Supreme Court of the United States

407 U.S. 539

Central Hardware Co.  v.  National Labor Relations Board et al.

Certiorari to the United States Court of Appeals for the Eighth Circuit

No. 70-223.  Argued: April 18, 1972 --- Decided: June 22, 1972

Petitioner had a rule against solicitational activities in its stores and parking lots. The parking lots are appurtenant to petitioner's free-standing stores and do not serve other retail establishments. Union organizers used petitioner's parking lots to solicit petitioner's employees to join the union, and petitioner ordered the organizers off its property.

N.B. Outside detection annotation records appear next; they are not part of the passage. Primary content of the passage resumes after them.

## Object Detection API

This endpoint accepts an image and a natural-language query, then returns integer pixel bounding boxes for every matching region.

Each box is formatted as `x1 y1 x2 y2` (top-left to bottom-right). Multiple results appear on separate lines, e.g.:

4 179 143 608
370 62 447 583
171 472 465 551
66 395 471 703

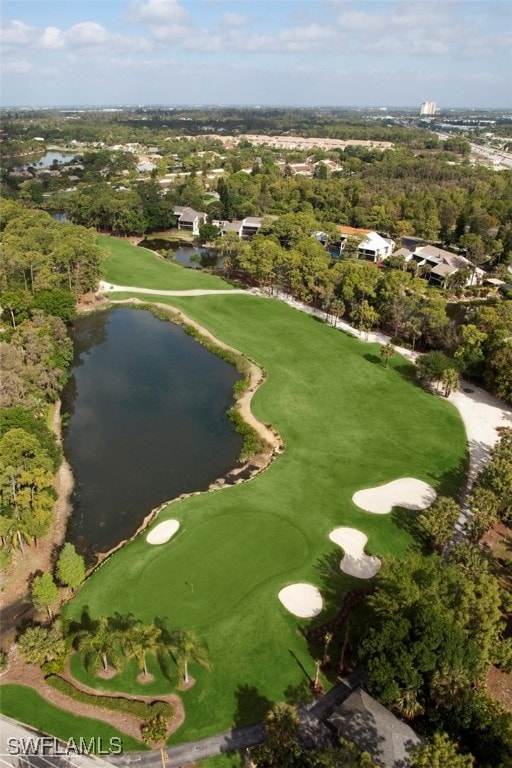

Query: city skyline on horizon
1 0 512 112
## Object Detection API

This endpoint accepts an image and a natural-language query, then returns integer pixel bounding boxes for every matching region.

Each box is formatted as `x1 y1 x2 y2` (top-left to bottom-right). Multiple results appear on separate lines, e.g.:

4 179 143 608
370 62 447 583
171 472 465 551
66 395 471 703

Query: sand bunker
352 477 437 515
278 584 323 619
146 520 180 544
329 527 381 579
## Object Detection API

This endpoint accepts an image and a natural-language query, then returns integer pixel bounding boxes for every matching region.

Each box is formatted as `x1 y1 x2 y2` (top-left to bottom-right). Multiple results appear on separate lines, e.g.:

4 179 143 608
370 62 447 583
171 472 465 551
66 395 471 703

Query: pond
62 307 242 560
27 150 77 168
139 238 217 269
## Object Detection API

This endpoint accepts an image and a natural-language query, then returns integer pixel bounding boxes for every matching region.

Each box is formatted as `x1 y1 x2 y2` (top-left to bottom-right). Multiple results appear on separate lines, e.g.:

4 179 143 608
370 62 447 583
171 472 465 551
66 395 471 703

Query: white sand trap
146 520 180 544
329 527 381 579
278 584 323 619
352 477 437 515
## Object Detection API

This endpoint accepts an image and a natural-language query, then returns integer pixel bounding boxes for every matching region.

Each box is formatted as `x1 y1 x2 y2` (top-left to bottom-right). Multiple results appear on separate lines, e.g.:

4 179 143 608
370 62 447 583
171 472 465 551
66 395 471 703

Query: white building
420 101 437 117
338 224 395 264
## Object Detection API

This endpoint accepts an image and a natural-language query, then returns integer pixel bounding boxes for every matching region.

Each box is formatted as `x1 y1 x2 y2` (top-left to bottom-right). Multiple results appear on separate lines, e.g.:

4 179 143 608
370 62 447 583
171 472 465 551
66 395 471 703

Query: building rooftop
328 688 421 768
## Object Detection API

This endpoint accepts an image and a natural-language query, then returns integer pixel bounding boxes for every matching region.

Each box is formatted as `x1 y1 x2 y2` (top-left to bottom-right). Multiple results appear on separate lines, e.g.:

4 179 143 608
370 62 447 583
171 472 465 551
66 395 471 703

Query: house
173 205 206 235
213 216 263 240
395 245 485 288
338 225 395 264
327 688 422 768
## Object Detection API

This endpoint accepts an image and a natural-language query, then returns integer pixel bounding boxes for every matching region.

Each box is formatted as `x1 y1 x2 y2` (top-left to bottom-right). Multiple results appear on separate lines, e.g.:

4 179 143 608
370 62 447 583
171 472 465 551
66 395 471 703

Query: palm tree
18 625 66 666
395 689 424 720
405 316 423 352
170 629 211 685
76 616 121 672
122 623 162 676
442 368 459 397
380 342 395 368
430 668 469 709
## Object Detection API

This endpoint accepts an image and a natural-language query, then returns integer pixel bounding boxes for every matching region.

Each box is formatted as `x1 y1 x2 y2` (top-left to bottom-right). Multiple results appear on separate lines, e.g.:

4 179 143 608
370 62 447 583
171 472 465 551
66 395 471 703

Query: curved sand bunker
146 520 180 544
278 584 323 619
352 477 437 515
329 527 381 579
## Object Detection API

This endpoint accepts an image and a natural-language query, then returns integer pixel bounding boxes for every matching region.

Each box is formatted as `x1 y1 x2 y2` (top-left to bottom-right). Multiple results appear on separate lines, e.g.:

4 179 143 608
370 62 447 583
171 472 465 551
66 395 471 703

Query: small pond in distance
62 307 242 559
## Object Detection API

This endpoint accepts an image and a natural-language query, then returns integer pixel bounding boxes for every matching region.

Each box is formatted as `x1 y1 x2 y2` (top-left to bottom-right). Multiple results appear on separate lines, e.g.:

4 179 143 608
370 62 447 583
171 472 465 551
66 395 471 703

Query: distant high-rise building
420 101 437 117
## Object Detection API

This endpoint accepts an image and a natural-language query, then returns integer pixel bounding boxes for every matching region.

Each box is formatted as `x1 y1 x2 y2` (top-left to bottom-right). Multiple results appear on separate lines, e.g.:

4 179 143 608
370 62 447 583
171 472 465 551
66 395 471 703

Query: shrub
140 714 169 744
46 674 174 721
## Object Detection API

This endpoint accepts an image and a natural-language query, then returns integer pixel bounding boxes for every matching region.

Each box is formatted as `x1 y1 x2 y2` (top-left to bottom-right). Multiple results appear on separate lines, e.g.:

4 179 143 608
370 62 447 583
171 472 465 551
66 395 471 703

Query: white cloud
40 27 65 49
2 59 33 75
66 21 109 48
222 13 249 27
0 19 37 47
129 0 188 25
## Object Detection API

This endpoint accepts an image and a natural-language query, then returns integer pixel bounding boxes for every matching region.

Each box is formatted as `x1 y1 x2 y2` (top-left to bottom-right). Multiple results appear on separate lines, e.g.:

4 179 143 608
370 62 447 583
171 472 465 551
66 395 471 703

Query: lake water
139 238 217 269
28 150 77 168
62 307 242 559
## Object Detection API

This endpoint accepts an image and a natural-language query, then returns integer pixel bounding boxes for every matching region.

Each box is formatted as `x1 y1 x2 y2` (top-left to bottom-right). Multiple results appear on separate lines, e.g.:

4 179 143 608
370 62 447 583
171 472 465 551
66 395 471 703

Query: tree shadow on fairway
284 680 315 707
392 362 424 389
437 450 470 498
363 352 384 367
234 685 273 728
391 507 431 554
310 548 361 616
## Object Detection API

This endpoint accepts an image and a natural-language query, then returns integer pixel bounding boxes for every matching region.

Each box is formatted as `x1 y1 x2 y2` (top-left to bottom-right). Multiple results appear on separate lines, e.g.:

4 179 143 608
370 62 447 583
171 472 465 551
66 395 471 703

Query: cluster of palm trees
70 609 211 685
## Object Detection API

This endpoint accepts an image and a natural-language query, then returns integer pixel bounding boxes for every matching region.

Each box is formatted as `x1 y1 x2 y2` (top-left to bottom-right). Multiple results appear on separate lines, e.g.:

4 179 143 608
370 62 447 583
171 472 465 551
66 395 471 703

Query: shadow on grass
234 685 273 728
391 507 430 555
284 680 314 707
363 352 385 368
310 549 361 628
393 363 420 384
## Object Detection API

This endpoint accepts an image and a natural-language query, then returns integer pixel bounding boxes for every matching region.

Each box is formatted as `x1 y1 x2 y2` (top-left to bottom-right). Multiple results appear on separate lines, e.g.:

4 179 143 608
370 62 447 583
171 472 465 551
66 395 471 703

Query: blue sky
1 0 512 108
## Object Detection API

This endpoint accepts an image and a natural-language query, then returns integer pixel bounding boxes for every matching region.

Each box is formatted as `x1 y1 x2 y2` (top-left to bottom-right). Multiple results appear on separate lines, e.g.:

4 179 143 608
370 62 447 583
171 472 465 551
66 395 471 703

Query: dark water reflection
62 307 242 557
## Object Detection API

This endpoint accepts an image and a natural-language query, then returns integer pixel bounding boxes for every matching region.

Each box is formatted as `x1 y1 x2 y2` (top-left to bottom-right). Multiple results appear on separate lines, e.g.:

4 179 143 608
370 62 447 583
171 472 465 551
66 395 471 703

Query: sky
0 0 512 109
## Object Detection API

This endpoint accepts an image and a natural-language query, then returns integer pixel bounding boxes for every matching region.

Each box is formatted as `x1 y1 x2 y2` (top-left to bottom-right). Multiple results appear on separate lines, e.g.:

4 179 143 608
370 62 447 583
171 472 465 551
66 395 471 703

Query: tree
411 732 475 768
251 701 307 768
30 573 59 618
199 223 221 243
122 622 162 676
454 323 487 373
380 343 395 368
350 299 379 337
359 552 502 712
76 616 121 673
140 712 169 744
170 629 211 685
18 625 66 667
441 368 459 397
57 542 85 592
416 350 453 392
466 486 500 542
31 288 76 323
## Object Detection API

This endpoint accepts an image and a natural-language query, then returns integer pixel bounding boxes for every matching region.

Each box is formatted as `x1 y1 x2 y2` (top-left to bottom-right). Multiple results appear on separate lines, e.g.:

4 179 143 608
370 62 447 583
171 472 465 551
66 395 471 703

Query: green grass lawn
0 685 147 752
98 235 233 291
67 288 466 743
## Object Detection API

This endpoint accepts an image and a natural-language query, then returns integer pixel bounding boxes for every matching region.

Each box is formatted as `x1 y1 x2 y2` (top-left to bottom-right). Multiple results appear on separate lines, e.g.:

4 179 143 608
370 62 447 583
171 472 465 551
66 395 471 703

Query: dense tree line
359 545 512 768
0 200 102 296
0 201 102 568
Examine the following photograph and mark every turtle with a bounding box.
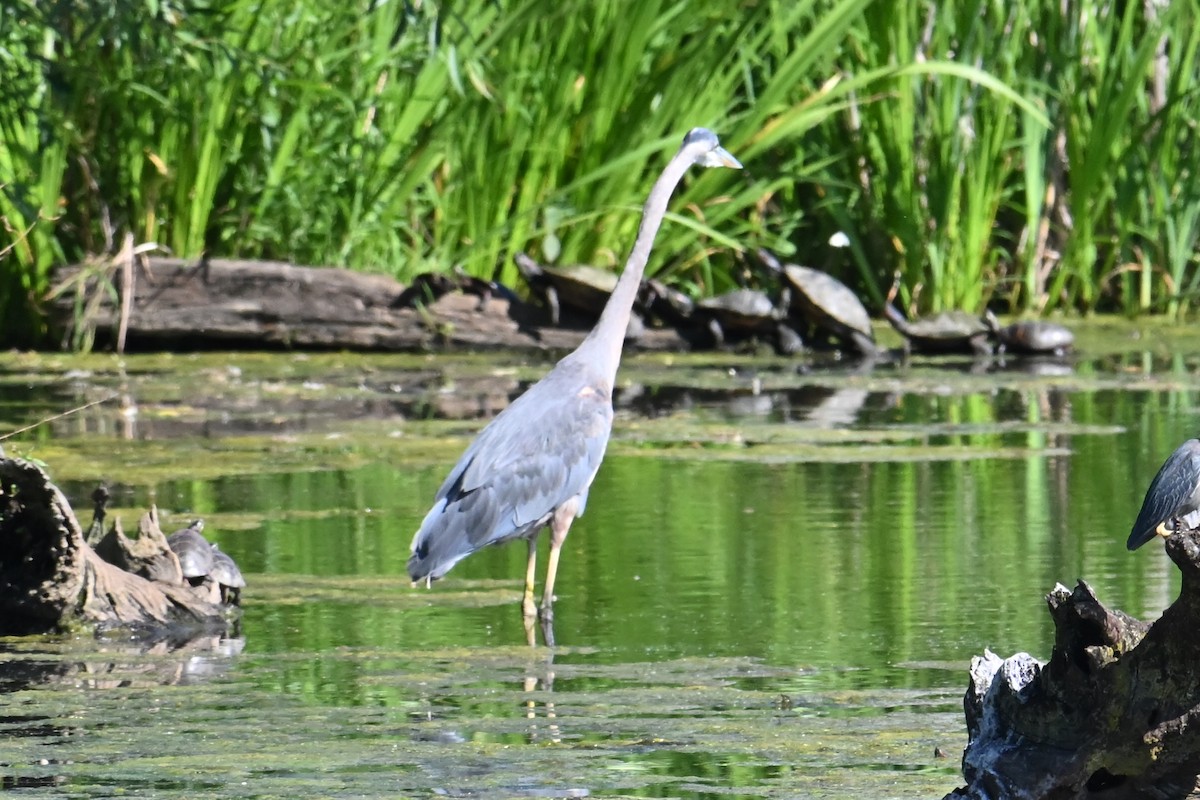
[694,288,804,355]
[758,249,878,357]
[209,545,246,604]
[883,302,991,355]
[984,309,1075,355]
[512,253,617,325]
[637,278,696,329]
[167,519,212,587]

The union filed unfair labor practice charges against petitioner. The National Labor Relations Board (NLRB) held that enforcement of petitioner's no-solicitation rule, which it found was overly broad, violated § 8 (a)(1) of the National Labor Relations Act, which proscribes interference with employees' § 7 organizational rights. The NLRB concluded that the character and use of the lots distinguished the case from NLRB v. Babcock & Wilcox Co., 351 U.S. 105, which required a "yielding" of the employer's property rights in the context of an organizational campaign only "when the inaccessibility of employees makes ineffective the reasonable attempts by nonemployees to communicate with them through the usual channels...." Id., at 112. Instead, the NLRB held applicable Food Employees v. Logan Valley Plaza, 391 U.S. 308, where peaceful picketing by union agents on a parking lot within a shopping center was held, under the circumstances existing, to be within the protection of the First Amendment. The Court of Appeals, agreeing, ordered enforcement of the NLRB's order.

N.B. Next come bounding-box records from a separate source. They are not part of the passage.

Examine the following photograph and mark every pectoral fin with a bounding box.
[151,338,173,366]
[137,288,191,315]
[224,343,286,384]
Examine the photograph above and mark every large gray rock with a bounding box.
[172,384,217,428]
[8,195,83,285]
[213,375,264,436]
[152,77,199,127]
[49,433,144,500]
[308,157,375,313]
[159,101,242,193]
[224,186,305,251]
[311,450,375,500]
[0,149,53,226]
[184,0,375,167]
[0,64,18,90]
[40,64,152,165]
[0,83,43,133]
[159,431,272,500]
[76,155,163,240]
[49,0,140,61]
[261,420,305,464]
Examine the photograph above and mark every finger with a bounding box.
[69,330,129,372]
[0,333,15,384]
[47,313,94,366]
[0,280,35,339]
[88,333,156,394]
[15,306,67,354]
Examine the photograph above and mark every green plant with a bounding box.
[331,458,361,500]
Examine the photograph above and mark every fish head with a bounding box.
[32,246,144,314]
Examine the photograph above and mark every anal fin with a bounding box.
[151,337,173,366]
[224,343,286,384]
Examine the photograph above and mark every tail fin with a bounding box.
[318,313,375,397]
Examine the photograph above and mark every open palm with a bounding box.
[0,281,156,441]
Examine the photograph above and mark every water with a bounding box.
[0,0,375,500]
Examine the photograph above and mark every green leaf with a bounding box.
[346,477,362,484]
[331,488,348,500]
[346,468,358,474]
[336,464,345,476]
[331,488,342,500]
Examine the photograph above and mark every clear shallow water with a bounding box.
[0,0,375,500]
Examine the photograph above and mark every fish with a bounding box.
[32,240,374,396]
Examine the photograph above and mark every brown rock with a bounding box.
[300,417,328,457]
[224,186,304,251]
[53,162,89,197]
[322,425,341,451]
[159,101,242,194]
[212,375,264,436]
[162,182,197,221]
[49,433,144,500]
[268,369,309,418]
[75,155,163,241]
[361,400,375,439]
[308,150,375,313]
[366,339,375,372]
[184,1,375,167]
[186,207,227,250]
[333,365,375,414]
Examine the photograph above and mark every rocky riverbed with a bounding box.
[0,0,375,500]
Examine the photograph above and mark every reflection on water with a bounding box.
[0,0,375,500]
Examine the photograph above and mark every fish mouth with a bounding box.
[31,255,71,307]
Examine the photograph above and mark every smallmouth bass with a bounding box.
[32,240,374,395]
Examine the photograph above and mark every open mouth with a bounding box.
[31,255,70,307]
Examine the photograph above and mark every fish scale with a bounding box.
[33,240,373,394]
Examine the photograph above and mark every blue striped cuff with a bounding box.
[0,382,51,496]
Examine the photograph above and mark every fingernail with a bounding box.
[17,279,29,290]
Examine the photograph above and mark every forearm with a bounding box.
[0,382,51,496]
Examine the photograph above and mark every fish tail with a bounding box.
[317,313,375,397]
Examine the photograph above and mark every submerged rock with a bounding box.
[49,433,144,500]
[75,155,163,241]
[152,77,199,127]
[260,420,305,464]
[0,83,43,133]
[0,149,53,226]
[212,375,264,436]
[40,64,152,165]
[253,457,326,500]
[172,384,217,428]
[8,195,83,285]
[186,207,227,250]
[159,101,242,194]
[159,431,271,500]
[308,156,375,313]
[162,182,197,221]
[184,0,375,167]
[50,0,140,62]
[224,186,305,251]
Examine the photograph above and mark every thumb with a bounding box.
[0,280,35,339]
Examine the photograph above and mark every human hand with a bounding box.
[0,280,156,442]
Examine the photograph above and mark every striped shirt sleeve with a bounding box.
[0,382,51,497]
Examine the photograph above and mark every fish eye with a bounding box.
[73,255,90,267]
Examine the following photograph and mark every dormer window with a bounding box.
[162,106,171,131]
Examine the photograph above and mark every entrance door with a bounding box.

Held: Logan Valley, decided on constitutional grounds, is not applicable to this § 7 case, which the Court of Appeals should now reconsider in the light of Babcock. Pp. 542-548.

439 F. 2d 1321, vacated and remanded.


POWELL, J., delivered the opinion of the Court, in which BURGER, C. J., and STEWART, WHITE, BLACKMUN, and REHNQUIST, JJ., joined. MARSHALL, J., filed a dissenting opinion, in which DOUGLAS and BRENNAN, JJ., joined, post, p. 548.

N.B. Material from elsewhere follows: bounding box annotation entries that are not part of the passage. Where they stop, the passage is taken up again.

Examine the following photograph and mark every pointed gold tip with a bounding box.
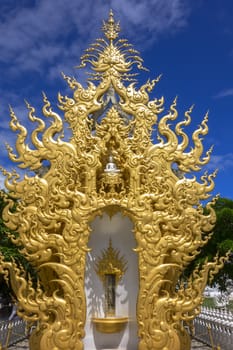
[102,10,120,41]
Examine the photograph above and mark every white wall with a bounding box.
[84,212,138,350]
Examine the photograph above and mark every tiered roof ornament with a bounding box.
[0,11,227,350]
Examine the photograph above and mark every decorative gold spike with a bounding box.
[0,11,224,350]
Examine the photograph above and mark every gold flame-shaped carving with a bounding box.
[0,12,228,350]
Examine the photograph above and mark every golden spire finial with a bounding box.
[102,10,120,42]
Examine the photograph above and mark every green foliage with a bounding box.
[196,198,233,291]
[0,192,35,295]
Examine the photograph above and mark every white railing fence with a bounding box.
[0,319,28,350]
[194,307,233,350]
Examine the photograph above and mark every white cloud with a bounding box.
[0,0,189,74]
[214,88,233,98]
[207,153,233,171]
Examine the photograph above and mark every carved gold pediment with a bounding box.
[0,12,228,350]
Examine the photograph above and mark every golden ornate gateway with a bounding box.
[0,12,228,350]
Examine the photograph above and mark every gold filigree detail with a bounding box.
[95,239,127,283]
[0,12,226,350]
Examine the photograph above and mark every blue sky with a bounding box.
[0,0,233,199]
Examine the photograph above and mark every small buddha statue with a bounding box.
[104,155,120,173]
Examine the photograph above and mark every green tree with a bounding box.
[197,198,233,291]
[0,191,34,296]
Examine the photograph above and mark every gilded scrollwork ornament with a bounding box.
[0,11,224,350]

Ronald L. Aylward argued the cause for petitioner. With him on the briefs was Keith E. Mattern.

Norton J. Come argued the cause for respondent National Labor Relations Board. With him on the brief were Solicitor General Griswold and Peter G. Nash. Bernard Dunau argued the cause for respondent Retail Clerks Union Local 725. With him on the brief was Carl L. Taylor.

Briefs of amici curiae urging reversal were filed by Lawrence M. Cohen, Jerry Kronenberg, Gerard C. Smetana, and Alan Raywid for the American Retail Federation, and by Phil B. Hammond for Levitz Furniture Corp.

J. Albert Woll, Laurence Gold, and Thomas E. Harris filed a brief for the American Federation of Labor and Congress of Industrial Organizations as amicus curiae urging affirmance.